The movie has echoes of The Breakfast Club
, featuring Ally Sheedy as Joani Lunsford, the mother of the central character, Colleen (Addison Timlin), and begins with a quote from Marilyn Manson from his first album which, having come out in the early 90s, makes it roughly equivalent to the David Bowie quote from 1971's "Changes" that opens 1985's The Breakfast Club
Not that I'm arguing Manson is half the artist David Bowie was (I'm sure he wouldn't either) but like the Bowie quote from "Changes" it sets up the thematic conflict between disaffected youth and an adult world trying to enforce its own vision. Sheedy's character in particular is an interesting contrast to her "basket case" character in Breakfast Club
. She's still a basket case but of a different kind, or possibly an evolution of the same kind. She and her husband, Colleen's father, are passionate Obama/Biden supporters, taking part in the wave of anti-Bush sentiment. She's a proud pot smoker and really wants Colleen to start smoking pot, too.
But the film's argument, posed with a kind of ironic understatement, is that the political and personal passions of the left in 2008 were shallow and fuelled more by narcissism than true belief in the cause. Sheedy's character is shown as unreasonable in her treatment of Colleen, screaming at her for coming home late in one scene even though Colleen had only just returned home after having been living in the convent. Later, she laughs at Colleen's disgusted reaction when meat is put on her breakfast plate despite knowing that Colleen is a lifelong vegetarian. Colleen's brother, Jacob (Keith Poulson), whose face was completely burned off in his service in Iraq, is confronted by a stranger in a drug store who says to him with weird fervour, "I bet you're so glad for Obama!"

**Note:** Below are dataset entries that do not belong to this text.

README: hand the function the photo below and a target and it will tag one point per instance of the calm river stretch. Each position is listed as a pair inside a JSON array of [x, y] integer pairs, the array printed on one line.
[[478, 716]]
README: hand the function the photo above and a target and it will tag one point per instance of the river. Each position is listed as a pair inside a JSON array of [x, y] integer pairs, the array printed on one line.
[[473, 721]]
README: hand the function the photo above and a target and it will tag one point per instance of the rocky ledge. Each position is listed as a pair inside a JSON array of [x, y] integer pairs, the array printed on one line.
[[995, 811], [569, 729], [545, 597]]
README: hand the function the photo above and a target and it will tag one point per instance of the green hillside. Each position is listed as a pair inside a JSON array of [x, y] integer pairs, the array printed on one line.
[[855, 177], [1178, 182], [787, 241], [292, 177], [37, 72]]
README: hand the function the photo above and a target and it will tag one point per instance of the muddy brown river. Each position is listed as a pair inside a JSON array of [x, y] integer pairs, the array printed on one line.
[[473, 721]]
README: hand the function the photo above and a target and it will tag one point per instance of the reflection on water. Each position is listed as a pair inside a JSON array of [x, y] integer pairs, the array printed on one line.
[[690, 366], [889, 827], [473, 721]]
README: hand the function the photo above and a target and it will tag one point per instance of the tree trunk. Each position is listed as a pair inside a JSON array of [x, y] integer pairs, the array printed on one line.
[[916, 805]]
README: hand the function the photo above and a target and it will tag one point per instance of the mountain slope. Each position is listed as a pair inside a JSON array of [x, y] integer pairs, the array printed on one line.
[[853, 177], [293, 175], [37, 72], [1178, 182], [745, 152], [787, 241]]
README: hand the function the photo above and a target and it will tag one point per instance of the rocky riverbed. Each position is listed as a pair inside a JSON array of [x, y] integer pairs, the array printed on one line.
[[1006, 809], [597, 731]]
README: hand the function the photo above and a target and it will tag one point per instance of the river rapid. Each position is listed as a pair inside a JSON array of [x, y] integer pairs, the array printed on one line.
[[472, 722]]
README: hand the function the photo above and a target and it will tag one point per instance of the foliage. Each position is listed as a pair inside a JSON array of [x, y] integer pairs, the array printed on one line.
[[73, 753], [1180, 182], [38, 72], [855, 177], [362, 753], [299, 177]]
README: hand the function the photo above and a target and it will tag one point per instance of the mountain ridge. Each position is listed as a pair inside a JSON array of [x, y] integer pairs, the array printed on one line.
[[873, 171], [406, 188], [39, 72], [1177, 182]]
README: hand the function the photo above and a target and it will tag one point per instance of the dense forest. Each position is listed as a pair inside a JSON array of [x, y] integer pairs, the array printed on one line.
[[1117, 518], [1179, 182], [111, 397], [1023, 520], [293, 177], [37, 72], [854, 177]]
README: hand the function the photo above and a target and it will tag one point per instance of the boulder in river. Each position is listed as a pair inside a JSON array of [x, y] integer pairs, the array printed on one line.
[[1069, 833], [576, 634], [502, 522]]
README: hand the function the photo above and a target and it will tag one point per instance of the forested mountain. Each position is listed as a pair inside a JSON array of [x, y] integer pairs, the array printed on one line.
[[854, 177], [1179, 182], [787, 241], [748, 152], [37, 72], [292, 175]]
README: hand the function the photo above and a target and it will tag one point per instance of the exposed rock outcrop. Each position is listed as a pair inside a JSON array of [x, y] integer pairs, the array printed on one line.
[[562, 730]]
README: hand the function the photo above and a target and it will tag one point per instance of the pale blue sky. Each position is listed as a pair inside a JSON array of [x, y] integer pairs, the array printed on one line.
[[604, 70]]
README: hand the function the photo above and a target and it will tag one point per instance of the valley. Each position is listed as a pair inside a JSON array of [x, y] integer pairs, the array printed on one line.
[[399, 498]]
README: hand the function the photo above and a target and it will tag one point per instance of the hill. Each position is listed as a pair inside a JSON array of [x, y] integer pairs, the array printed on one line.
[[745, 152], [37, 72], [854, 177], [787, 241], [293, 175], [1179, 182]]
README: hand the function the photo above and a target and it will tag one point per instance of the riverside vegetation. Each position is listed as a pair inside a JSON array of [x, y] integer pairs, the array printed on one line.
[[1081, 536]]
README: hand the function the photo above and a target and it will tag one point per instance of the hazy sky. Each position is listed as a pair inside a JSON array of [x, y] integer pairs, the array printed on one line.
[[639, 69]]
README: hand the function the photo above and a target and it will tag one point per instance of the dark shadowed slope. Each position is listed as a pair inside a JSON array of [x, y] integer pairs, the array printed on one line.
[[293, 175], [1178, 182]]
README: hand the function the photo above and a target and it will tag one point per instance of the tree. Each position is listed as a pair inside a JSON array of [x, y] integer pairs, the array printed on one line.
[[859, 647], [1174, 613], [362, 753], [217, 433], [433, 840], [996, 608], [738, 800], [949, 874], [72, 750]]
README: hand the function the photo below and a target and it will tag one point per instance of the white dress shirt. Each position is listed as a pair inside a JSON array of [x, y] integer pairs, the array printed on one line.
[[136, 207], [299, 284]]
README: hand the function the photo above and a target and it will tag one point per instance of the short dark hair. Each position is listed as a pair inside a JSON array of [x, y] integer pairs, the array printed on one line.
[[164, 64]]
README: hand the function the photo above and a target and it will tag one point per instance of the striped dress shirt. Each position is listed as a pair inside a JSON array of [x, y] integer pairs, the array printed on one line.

There is certainly some truth to this--for any cause there are plenty of people who don't understand their true reasons for being in it. With all the cards stacked against the side that cares about politics, it's easy to see why the consistent thread in Colleen's life has been reacting against it. In high school, we learn, she'd been a Marilyn Manson fan, I'll say "goth" even though I still remember a time when it was hotly debated whether Manson fans could be goth. I don't think this film really has such a fine appreciation for the subculture, though, any more than it really seems to understand what it's like to be a nun. One of the main problems with the film is that it spools out backstory instead of developing the main story. We see, without knowing exactly why, Colleen leaving the convent at the beginning--we don't learn of her brother's recent injury until she arrives at the family home where he's living with his fiancee (Kristin Slaysman). This makes a disconnect between the audience and Colleen despite the fact that the camera is almost constantly studying her pretty face.
As she goes back to her goth clothes and hair to entertain her brother, dancing to "Have You Seen Me?" by Gwar, the film takes on the quality of a harem anime with every woman in the story trying to figure out how to please him. His fiancee is a gorgeous, buxom blonde who dances for him in her lingerie, and the climax of the film is very much about attending his needs though, again, we learn practically nothing about him but plot points--he served in Iraq, his face was burned, and now he doesn't want to talk to people much. And he also doesn't care about politics much.
And that's fair, not everyone should feel they have
to be passionate about politics. But for this message it certainly feels like bad timing. An unintended consequence is that the film reminds me how complacent people are free to be when they have it good.